After the season ended, the Panthers’ franchise folded, and Nolan was not hired by any of the other UFL teams.

== Head coaching record ==

=== NFL ===

| Team | Year | Regular season |  |  |  |  | Postseason |  |  |  |
| Won | Lost | Ties | Win % | Finish | Won | Lost | Win % | Result |
| SF | 2005 | 4 | 12 | 0 | .250 | 4th in NFC West | — | — | — | — |
| SF | 2006 | 7 | 9 | 0 | .438 | 3rd in NFC West | — | — | — | — |
| SF | 2007 | 5 | 11 | 0 | .313 | 3rd in NFC West | — | — | — | — |
| SF | 2008 | 2 | 5 | 0 | .286 | Fired | — | — | — | — |
| SF Total |  | 18 | 37 | 0 | .327 |  | 0 | 0 | .000 |  |
| Total |  | 18 | 37 | 0 | .327 |  | 0 | 0 | .000 |  |

===USFL/UFL===

| League | Team | Year | Regular season |  |  |  |  | Postseason |  |  |  |
| Won | Lost | Ties | Win % | Finish | Won | Lost | Win % | Result |
| USFL | MICH | 2023 | 4 | 6 | 0 | .400 | 2nd in USFL North | 0 | 1 | .000 | Lost to Pittsburgh Maulers in North Division Championship Game |
| UFL | MICH | 2024 | 7 | 3 | 0 | .700 | 2nd in USFL Conference | 0 | 1 | .000 | Lost to Birmingham Stallions in USFL Conference Championship Game |
| MICH | 2025 | 6 | 4 | 0 | .600 | 2nd in USFL Conference | 1 | 1 | .500 | Lost to DC Defenders in UFL Championship Game |
| Total |  |  | 17 | 13 | 0 | .567 |  | 1 | 3 | .250 |  |

== Personal life ==
Nolan is married to his wife, Kathy, and has four children, Michael, Laura, Jennifer and Christopher.
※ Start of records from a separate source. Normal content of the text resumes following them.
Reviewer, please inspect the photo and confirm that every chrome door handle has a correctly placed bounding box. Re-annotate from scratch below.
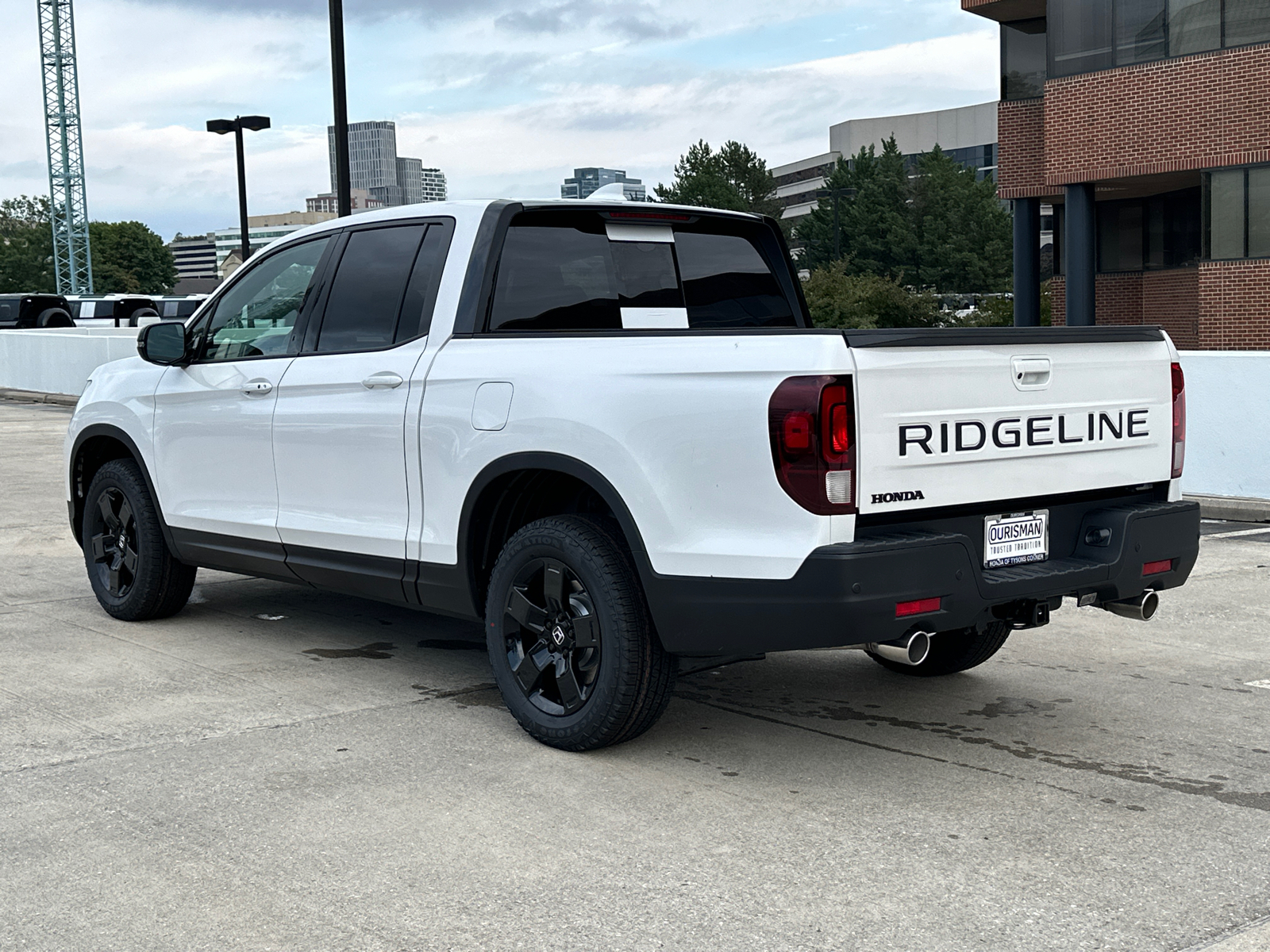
[362,370,404,390]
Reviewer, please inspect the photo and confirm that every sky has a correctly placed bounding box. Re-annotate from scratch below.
[0,0,999,239]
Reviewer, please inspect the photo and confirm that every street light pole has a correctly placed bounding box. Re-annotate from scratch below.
[815,186,856,262]
[207,116,269,264]
[330,0,353,218]
[233,122,248,264]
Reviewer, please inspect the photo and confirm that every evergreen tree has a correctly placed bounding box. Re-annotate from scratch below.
[912,146,1014,294]
[0,195,57,294]
[654,140,781,217]
[87,221,176,294]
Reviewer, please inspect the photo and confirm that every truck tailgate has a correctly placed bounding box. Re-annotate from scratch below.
[847,328,1172,514]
Nolan attended Bellarmine College Preparatory in San Jose, California and Woodside High School, the alma mater of Julian Edelman.

Nolan's father, former 49ers and Saints coach Dick Nolan, died at age 75 on November 11, 2007, just a day before Mike's 49ers were to take on the Seattle Seahawks. Nolan decided to coach the Monday Night Football game in honor of his dad. The 49ers lost the game 24–0.